Тогда я еще подумал о том, как же это так. И что же это за рожа у греха. Теперь я воочию убедился, что пресвитер был прав. Я увидел материальное лицо греха. И оно предстало передо мной злобной маской дьявола, разрушившего мою жизнь.
Мама увидела меня, сидящего с поджатыми ногами на табуретке, и опустила глаза. Теперь она уже не хотела сталкиваться со мной взглядом.
Она стыдливо прикрылась рукой и засуетилась у плиты.
— Олег хочет выпить чаю, — сказала она сквозь зубы, торопливо, как бы невольно оправдываясь. — Сейчас я уйду, не буду тебе мешать…
Из одежды на маме были только туфли. Даже после всего этого она хотела быть изящной и соблазнительной…
Я смотрел на ее обнаженное тело, на подрагивающие ягодицы со следами шлепков, на икры крепких стройных ног и меня трясло от отвращения. Мама налила чай и перед тем, как уйти, обернулась ко мне.
Наверное, я не успел спрятать свои глаза, и она увидела их. Меньше секунды мы смотрели в глаза друг другу и после этого оба одновременно опустили взгляд.
Через мгновение я услышал мамины торопливые шаги по коридору.
Наверное, этот взгляд и решил все без слов. Нам не о чем было разговаривать, и мое выражение глаз, замеченное мамой, не осталось для нее скрытым и непонятным.
На следующий день мама сказала мне, что решила отправить меня к бабушке в Красноярск.
— Там школы даже лучше, — добавила она, по-прежнему не глядя на меня.

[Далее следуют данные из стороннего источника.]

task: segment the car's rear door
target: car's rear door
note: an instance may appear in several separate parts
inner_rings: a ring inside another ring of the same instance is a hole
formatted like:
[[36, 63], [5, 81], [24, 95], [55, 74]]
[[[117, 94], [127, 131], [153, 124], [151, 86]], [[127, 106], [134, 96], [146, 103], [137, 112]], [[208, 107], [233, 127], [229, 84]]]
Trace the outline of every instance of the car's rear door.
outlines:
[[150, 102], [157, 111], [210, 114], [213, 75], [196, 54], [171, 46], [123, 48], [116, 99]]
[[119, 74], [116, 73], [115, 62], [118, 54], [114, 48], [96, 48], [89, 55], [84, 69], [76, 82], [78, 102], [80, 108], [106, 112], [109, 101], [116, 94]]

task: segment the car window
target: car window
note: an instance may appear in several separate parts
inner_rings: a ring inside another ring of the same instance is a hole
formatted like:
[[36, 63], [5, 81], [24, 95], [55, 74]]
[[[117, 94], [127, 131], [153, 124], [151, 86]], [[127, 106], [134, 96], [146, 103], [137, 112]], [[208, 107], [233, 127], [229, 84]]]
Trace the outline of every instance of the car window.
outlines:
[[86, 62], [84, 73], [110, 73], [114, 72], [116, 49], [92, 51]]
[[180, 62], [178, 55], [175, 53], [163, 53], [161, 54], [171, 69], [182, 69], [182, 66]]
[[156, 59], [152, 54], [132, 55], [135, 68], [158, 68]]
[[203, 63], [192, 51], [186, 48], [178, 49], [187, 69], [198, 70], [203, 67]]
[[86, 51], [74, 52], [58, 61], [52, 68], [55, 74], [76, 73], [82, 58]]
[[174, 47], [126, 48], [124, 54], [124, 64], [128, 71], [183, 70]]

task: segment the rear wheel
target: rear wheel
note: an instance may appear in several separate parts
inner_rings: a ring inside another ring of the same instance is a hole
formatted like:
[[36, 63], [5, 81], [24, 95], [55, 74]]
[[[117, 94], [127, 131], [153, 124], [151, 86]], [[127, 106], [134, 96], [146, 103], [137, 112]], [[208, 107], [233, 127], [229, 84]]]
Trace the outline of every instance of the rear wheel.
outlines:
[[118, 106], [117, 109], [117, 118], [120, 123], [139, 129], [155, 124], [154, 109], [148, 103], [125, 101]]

Вообще с тех пор мы избегаем смотреть друг на друга. Только слова. Мы обмениваемся репликами. Это очень удобно, и ни к чему не обязывает.
Великий поэт Федор Тютчев как-то сказал: «Мысль изреченная есть ложь…»
— Ты закончишь там школу, — сказала мама. — А потом поступишь в институт. Это очень удобно. Тебе все равно после десятого класса пришлось бы уезжать отсюда.
Это было так на самом деле.
Стоит ли говорить о том, что я нисколько не возражал?
Через несколько дней мама проводила меня в путь, и мы попрощались. Со школьными товарищами я даже не простился. Что мог я им сказать?
В Красноярске я закончил школу и после этого успешно поступил в институт культуры. Все оказалось очень удобно, как мама и говорила… Не зря я так долго учился в нашей музыкальной школе.
За все время учебы в институте я ни разу не навестил мать в родном городе. Конечно, я каждый раз находил предлоги для того, чтобы не ехать. То был стройотряд, то учебная практика, то еще что-нибудь, столь же веское.
Письмами мы обменивались, но они с обеих сторон были вялыми и безжизненными. Как будто мы оба просто отдавали дань прошлому и неким условностям.
Не думаю, что мать это сильно тяготило. Потому что и она ведь ни разу не приехала в Красноярск. Она писала мне: «Франц, приезжай на каникулы повидаться. Я очень соскучилась и хочу посмотреть, как ты вырос и возмужал…» И все в таком роде. Я ж отвечал ей нечто невразумительное про стройотряд, и она присылала мне следующее свое письмо со словами: «Как жалко…» Но сама тоже не приезжала.